There were a few paper birds hanging about the stacks, but not the flocks that usually did. And those that I saw were sleeping, little folded heads tucked under wafer-thin feathers. It seemed that, without both of us, the library functioned at a halfway point potential.

Something heavy fell on the other side of the room. I lurched up.

“Li?”

I uncurled my legs from under me and slid off the table. I trod lightly, knowing that this had to be another one of his games, his tricks, but I was poised for flight anyway. I searched row by row until I came upon the source of the noise; there were a handful of books on the floor, looking as if they'd been pulled from the shelves. I started putting them back into the holes they'd made, but as I did so, I realized that the shelf right next to them was a
trompe l'oeil
, just like the vault of the library's ceiling — books painted deftly on the flat wall, a perfect imitation. I ran my hand down the place where the optical illusion met the real shelves and found a seam. A door. It was slightly ajar, and when I looked down there was a puddle of water gathering at the threshold.
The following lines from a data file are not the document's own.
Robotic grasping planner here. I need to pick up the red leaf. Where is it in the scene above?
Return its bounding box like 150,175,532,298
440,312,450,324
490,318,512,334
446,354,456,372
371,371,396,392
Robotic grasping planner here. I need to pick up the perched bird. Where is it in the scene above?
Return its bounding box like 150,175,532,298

I swallowed, once more calling Li's name, wanting to be sure he was on the other side. I'd been seeing, and hearing, so much water lately, that I was beginning to think it signified something sinister, something I didn't yet understand.
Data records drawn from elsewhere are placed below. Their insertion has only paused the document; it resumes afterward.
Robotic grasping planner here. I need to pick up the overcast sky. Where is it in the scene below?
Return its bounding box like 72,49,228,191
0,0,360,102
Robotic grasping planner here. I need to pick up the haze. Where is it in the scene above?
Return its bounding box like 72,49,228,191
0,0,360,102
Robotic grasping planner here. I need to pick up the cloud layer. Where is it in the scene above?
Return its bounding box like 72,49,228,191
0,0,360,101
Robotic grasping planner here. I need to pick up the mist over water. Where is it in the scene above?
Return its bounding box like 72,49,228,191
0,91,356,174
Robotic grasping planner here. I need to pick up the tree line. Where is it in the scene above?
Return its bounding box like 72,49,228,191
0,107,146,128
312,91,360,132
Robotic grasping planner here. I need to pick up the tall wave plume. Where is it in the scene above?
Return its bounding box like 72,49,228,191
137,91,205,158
“If you're trying to scare me,” I said in an attempt to convince myself, “it's your most feeble attempt yet.”

I pushed the door open a crack just so I could see inside. It was completely dark. I peered in, and seeing that there wasn't any kind of light inside, I opened the door wider to let the small amount of library light shine in. It was a small room, kind of like the hidden sitting room upstairs, but there was nowhere to sit, and it wasn't nearly as inviting. The carpet was rotting, the wallpaper bubbling and peeling, and there was a consistent series of drips coming from the ceiling. This had to be the worst-kept room in the library, considering how every other part of it glowed like a rococo dreamscape.
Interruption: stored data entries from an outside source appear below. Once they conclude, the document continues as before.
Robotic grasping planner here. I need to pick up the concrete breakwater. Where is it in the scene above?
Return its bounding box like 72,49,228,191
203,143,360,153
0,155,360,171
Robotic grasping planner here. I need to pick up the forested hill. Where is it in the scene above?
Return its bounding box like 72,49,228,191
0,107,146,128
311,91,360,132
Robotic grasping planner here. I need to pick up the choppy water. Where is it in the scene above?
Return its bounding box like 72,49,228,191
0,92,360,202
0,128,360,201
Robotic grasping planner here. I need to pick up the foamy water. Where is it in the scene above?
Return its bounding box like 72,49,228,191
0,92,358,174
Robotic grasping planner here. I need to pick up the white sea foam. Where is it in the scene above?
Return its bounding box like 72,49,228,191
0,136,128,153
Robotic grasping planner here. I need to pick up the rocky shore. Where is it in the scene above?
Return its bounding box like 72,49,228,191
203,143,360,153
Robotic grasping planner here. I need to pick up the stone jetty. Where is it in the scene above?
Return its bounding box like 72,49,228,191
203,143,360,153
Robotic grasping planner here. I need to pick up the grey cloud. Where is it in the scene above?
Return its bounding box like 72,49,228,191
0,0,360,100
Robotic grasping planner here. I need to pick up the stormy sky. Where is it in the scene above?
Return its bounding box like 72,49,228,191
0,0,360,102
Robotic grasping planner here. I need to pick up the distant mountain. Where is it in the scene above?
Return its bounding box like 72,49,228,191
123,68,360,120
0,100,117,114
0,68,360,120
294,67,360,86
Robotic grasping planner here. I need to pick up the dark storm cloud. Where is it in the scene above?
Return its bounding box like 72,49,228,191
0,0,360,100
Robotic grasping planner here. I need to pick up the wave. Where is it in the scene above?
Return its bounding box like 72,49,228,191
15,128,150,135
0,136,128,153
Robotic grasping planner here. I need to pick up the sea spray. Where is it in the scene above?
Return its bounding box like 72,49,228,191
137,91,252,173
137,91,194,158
But the waterlogged crown moulding wasn't what got my attention; there was some kind of portrait hanging on the back wall. It was medium-sized and pictured a woman; she was swan slight and long limbed, with wheat-coloured hair. She had an amusement to her grey eyes as she sat by a window, a book turned face down in her lap and her mouth parted in a laugh. She was beautiful. I stepped in, entranced. My footsteps squished on the wet carpet as I moved in for a closer look. The painting was in nearly perfect condition, compared to everything else in the room, but when I got up to it, I realized that the woman wasn't alone. She was holding the hand of someone, a small child, maybe, but that part of the canvas had been bubbled up and eaten away. It was hard to tell anything else, and when I reached up to touch the brush strokes, a huge dollop of water hit the back of my outstretched hand. I jumped back and tried to look past the gloom to see any hint of the source, but what really made me leap out of my skin was that the sliver of light coming in from the hall behind me was shrinking. Someone was closing the door.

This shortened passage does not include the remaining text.